Les nombreux fossiles et silex, les
différentes grottes environnantes, ses Dolmens, les vestiges d'ouvrages
d'époque gallo-romaine témoignent d'une occupation de civilisations
successives dont on retrouve quelques signes aux détours de promenades.
Ce que l'on connaît de l'histoire
de CUBIERES découle principalement des textes d'archives liés à l'
abbaye du IXe siècle, dont on
perd toute trace d'activité après 1639 et des récits de l'inquisition
révélant certains épisodes de l'histoire du dernier parfait cathare
BELIBASTE
né vers 1280 à
Cubières.
Il n'y avait pas de château
seigneurial à Cubières mais une grande maison aux allures de manoir y est
appelée "le château". C'est un exemple de ces maisons de gentilhomme,
défendues par de solides portes, aux fenêtres munies de grille et percées
de quelques ouvertures de tir, qui apparaissent vers le seizième siècle et
appelées "Maisons Fortes". Celle de Cubières semble plus récente et a dû
être construite après la disparition du monastère, après le milieu du dix
septième siècle.
Le style de cette maison forte, la
disparition de l'abbaye, les traces de destruction par le feu,
l'orientation sud / nord de l'église reconstruite, sont des éléments parmi
d'autres qui contribuent à la thèse d'une présence protestante sur le
village au cours du 16 ou 17ème siècle
Le village s'est reconstruit sur
le site de l'abbaye et le nom de CUBIERES a pris sa forme actuelle vers
1781, ses habitants se nomment "les Cubiérols et les Cubiéroles".
Comme l'indique l'extrait du
dictionnaire géographique des communes de l'Aude, le village comptait près
de 300 habitants au 19ème siècle, il n'en recense que 74 aujourd'hui. ( 64
en 1999)
Le territoire de la commune est
assez étendu ( environ 1500 ha) et comprend des hameaux qui ont
progressivement été laissé à l'abandon jusqu'à disparaître pour certains ,
d'autres comme les Baillessats (?< vails= de la vallée, ou < valat =
fossé) regroupent de nos jours près de 30 personnes; quelques
habitats dispersés indiquent l'existence d'anciennes fermes et de lieux
habités en dehors du village actuel et qui devaient certainement
prospérer autour de l'abbaye en bénéficiant de larges pâturages.
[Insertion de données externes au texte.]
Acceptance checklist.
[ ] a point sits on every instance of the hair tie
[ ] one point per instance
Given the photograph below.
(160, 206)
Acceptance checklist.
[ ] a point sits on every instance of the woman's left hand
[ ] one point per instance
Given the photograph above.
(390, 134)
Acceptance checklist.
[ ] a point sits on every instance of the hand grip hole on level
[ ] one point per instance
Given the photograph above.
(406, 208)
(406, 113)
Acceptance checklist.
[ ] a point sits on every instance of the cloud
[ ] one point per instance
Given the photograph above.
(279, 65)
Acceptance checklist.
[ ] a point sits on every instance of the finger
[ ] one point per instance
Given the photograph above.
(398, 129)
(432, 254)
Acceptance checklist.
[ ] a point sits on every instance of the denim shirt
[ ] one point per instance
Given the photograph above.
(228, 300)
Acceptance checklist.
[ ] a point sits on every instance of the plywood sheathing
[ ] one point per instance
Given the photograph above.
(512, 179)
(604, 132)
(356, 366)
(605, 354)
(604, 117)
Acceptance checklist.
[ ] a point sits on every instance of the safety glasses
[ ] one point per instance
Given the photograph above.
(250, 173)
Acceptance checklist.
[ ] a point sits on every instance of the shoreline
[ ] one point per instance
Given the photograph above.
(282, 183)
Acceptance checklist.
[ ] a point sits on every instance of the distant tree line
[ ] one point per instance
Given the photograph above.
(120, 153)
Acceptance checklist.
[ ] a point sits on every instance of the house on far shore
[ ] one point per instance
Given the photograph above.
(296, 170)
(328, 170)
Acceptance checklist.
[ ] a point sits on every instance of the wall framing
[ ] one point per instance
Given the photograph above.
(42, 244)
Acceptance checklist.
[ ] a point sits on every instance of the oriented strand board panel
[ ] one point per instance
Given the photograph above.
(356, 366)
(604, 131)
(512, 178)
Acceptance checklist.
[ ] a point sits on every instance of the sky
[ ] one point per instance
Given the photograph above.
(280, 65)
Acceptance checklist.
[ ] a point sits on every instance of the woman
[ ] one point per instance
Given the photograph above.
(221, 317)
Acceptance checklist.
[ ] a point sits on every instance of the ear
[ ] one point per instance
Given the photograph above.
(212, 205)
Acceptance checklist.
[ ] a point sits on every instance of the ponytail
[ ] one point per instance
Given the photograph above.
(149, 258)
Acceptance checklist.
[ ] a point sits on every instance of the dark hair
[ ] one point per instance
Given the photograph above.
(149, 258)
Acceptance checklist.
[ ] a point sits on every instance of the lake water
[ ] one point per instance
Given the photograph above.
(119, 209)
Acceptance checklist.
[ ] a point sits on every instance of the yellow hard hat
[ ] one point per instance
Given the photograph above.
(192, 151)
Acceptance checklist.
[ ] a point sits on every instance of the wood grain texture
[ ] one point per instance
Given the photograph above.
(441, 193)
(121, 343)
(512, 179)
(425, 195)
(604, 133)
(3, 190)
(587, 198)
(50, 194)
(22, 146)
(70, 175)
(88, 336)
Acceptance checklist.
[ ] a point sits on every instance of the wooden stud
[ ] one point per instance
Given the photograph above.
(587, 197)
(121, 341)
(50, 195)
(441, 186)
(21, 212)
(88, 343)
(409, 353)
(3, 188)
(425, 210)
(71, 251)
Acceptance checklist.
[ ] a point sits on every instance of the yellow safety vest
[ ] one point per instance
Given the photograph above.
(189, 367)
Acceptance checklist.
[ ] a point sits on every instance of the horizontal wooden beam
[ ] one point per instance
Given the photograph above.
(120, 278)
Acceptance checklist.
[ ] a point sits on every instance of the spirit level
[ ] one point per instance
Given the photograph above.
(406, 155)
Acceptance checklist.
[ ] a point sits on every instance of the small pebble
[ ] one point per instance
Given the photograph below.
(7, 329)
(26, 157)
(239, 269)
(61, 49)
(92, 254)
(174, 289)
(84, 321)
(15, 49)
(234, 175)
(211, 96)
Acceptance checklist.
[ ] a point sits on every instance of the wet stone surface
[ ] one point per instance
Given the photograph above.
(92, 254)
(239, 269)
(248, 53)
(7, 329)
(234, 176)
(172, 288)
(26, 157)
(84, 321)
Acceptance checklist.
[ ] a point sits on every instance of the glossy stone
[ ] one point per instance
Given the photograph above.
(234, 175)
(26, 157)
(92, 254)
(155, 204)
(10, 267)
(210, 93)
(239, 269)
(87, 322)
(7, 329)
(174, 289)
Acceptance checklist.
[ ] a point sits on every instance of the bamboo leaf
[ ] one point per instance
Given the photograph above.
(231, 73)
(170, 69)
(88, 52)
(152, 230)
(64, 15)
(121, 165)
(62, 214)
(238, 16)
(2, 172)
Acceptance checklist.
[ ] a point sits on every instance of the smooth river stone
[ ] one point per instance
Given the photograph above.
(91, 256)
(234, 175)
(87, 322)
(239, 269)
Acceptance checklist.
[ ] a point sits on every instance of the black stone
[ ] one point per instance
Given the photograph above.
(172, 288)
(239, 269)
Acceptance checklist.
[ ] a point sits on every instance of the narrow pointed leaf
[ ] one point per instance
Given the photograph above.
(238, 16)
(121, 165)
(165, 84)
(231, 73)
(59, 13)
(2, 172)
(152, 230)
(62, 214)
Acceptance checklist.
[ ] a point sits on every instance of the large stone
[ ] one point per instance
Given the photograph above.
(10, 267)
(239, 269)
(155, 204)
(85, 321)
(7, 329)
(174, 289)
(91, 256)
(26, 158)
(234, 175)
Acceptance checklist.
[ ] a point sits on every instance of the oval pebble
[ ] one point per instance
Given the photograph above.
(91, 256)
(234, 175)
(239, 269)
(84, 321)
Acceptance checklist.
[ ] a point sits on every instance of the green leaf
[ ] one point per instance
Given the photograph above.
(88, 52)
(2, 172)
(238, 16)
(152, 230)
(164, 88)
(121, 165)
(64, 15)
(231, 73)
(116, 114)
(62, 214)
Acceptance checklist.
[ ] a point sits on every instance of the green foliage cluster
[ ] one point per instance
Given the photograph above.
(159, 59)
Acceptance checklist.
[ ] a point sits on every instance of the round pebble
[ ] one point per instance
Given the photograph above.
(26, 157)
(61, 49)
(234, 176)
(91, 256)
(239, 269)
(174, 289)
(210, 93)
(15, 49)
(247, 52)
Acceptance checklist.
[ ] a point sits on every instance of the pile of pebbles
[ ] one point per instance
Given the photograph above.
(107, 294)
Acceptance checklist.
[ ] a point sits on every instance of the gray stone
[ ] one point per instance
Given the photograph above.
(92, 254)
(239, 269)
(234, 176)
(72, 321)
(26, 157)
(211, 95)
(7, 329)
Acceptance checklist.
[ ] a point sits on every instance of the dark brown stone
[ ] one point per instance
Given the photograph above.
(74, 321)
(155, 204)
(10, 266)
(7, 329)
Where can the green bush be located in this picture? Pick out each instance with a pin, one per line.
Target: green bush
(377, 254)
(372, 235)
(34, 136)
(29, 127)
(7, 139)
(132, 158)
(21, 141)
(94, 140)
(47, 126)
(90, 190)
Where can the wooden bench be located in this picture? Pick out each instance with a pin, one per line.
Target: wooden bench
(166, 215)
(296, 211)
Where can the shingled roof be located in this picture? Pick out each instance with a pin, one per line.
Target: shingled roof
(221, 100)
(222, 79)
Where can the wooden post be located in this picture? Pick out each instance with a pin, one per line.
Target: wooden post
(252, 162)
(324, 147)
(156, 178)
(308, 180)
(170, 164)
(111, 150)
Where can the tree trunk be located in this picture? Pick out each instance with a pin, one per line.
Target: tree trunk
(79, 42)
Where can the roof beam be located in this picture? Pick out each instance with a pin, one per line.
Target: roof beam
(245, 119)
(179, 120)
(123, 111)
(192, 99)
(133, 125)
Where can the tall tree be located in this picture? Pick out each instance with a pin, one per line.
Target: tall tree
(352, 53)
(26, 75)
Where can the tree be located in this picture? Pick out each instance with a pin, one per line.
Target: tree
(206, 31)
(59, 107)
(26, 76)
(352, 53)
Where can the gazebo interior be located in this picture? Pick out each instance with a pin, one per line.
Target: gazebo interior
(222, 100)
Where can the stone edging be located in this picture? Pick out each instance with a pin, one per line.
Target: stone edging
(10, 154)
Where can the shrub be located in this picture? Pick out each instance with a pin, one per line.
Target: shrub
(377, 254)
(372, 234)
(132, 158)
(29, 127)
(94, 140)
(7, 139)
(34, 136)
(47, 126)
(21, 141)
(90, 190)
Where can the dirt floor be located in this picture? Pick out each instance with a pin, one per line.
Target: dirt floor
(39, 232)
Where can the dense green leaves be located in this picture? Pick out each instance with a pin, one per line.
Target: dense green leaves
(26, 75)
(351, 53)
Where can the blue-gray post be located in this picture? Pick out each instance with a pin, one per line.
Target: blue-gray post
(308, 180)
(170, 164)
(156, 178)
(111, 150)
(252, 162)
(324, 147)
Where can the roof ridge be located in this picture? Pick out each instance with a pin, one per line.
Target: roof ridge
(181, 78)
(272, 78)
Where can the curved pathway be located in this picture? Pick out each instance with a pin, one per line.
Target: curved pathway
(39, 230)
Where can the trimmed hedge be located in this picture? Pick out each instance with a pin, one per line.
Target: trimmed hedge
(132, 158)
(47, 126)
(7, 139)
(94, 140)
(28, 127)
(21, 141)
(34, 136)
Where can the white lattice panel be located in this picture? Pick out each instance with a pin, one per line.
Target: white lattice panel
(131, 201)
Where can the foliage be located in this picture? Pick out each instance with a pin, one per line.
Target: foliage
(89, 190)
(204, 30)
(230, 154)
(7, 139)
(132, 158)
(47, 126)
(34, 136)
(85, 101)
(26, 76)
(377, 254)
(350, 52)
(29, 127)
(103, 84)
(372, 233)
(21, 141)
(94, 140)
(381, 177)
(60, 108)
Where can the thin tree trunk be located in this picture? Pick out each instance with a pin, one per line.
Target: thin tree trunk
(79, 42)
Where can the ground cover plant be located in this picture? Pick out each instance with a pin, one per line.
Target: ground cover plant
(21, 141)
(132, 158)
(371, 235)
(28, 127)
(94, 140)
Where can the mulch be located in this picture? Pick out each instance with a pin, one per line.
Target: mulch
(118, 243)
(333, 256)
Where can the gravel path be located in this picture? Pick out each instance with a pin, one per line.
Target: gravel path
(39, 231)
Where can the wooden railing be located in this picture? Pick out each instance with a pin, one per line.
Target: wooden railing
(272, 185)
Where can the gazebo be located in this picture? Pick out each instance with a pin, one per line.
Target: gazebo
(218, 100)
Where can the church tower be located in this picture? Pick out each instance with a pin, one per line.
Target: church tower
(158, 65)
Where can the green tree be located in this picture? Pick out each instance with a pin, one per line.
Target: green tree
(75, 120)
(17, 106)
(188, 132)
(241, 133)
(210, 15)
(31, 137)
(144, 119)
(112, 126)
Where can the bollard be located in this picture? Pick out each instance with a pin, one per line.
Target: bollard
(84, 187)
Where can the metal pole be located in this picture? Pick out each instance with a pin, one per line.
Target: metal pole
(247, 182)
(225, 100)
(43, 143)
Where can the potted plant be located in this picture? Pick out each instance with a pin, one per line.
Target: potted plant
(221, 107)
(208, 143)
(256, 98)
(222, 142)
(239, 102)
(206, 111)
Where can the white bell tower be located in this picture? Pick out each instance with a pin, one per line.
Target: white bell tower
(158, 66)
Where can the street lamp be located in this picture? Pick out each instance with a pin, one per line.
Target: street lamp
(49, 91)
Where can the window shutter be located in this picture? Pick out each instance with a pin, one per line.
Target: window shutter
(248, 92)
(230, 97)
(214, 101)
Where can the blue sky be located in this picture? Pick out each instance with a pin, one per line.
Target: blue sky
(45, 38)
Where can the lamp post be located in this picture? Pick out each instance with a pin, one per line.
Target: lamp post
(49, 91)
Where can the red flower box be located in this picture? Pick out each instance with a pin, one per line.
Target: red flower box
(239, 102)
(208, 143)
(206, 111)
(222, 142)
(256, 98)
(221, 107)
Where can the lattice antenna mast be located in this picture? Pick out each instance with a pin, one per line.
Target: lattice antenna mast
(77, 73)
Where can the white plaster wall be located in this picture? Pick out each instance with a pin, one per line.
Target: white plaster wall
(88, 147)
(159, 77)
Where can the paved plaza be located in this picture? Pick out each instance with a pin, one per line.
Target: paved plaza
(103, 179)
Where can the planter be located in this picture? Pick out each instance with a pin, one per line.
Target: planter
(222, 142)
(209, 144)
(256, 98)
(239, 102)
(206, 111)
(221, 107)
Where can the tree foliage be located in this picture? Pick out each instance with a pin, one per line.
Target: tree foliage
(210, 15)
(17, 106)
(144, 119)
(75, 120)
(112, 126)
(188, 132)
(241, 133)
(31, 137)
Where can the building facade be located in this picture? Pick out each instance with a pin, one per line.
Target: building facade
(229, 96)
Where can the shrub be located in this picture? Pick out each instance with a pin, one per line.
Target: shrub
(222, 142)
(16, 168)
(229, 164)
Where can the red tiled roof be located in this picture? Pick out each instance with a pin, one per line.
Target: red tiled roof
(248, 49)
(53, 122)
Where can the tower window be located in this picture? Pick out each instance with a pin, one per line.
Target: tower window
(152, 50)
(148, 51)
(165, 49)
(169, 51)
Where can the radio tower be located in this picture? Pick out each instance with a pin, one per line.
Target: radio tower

Les communications ne se faisaient
principalement que dans l'axe est/ ouest; en empruntant l'ancienne
route de Tuchan à Peyrolles par Rennes les Bains, aujourd'hui la
RD14, vers le nord un chemin rejoignait Fourtou, il n'est
aujourd'hui pas carrossable mais s'inscrit en chemin de randonnée, vers le
sud un étroit chemin de muletier permettait d'accéder aux gorges de
Galamus ( l'ancien chemin par les crêtes a été en partie aménagé pour
le circuit du sentier cathare et du GR 36 ) ; la route actuelle RD 10
traversant les gorges n'a été ouverte à la circulation qu'à la fin du
19ème siècle.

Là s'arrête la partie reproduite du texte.